What I would like to do is to evaluate dietary cholesterol absorption on me, a 40-year old man in excellent health, by adopting an extreme diet of eating only eggs and water (this will remove the influence of other foods and nutrients and therefore reduce significantly the number of variables that can influence cholesterol synthesis and absorption), and take minimal blood samples at regular time intervals such as every hour or every couple of hours. By evaluating the changes in cholesterol transporters we would be able to estimate how much is absorbed because we know that lipids from the intestines are transported to the blood mostly by CM and VLDL, whereas HDL and LDL are mostly responsible for transport to and from the liver.

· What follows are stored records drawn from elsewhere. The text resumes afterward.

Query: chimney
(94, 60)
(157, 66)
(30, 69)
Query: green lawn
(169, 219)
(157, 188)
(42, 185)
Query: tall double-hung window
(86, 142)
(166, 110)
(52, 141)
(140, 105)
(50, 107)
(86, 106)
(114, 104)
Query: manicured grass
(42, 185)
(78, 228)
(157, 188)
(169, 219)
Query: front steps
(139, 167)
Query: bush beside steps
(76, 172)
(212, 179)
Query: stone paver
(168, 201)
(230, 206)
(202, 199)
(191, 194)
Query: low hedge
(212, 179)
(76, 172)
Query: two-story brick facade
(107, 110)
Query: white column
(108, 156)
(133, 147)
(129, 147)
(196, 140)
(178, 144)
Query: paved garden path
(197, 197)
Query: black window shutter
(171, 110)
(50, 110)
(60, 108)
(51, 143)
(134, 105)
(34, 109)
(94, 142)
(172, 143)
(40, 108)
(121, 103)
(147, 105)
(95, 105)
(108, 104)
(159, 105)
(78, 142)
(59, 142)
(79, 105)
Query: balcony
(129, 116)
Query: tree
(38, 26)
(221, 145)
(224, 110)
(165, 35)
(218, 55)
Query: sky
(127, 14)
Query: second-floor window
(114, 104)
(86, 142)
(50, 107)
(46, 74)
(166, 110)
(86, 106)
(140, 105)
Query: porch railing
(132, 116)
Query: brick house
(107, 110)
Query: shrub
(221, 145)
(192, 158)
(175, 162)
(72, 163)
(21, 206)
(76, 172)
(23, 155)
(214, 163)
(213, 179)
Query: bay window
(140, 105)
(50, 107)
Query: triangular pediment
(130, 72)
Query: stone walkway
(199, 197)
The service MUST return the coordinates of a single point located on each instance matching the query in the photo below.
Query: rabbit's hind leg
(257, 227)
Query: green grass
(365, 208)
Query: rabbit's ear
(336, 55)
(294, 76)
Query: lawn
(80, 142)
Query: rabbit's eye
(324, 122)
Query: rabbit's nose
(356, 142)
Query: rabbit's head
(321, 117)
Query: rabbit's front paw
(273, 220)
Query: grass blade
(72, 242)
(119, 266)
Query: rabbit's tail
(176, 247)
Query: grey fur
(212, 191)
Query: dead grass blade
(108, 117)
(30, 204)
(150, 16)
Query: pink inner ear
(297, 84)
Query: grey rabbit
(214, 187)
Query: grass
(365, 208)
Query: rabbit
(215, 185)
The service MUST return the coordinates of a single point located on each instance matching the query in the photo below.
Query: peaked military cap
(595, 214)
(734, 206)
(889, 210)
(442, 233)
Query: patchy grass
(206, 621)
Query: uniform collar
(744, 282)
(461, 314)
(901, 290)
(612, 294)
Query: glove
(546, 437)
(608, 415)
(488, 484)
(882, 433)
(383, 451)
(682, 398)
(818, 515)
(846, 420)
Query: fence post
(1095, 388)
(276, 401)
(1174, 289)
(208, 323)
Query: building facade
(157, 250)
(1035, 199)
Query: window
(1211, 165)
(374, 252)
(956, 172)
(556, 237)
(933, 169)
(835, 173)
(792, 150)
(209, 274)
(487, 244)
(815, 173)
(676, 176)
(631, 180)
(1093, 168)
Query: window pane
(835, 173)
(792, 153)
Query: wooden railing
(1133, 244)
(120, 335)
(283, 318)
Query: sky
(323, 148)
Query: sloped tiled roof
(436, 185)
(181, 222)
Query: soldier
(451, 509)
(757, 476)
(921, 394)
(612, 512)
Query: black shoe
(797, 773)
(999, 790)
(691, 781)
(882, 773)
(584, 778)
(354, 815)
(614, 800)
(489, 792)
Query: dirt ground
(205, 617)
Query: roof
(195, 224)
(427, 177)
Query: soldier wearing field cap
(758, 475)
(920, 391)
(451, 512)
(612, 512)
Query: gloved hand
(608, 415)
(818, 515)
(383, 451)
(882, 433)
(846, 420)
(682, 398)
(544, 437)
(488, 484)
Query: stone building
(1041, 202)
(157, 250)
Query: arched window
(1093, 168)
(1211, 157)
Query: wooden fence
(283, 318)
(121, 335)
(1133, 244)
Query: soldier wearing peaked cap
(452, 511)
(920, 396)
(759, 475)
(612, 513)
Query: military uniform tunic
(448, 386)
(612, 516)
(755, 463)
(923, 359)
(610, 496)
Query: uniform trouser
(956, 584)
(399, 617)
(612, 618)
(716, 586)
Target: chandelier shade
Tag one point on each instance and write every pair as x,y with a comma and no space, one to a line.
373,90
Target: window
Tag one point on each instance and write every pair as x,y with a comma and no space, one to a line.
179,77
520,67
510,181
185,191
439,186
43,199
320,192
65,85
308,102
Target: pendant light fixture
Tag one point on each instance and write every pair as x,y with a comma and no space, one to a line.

In any case, as we have seen here, but also as I mentioned in my opening sentences that we have known for a rather long time, dietary cholesterol does not influence blood cholesterol much. So please, when you hear someone say that we should avoid eating too much cholesterol because they have “high cholesterol”, you don’t need to say anything if you don’t want to, but remember at least this: cholesterol is so important and so good for us, that the liver and cells themselves will always do everything to supply the all the cholesterol that is needed, whatever that is at a particular time, and no matter how little or how much we get from our food. And maybe it is even the case that eating more cholesterol actually helps the liver and cells meet the body’s continuous demands throughout the day and night of this vital substance.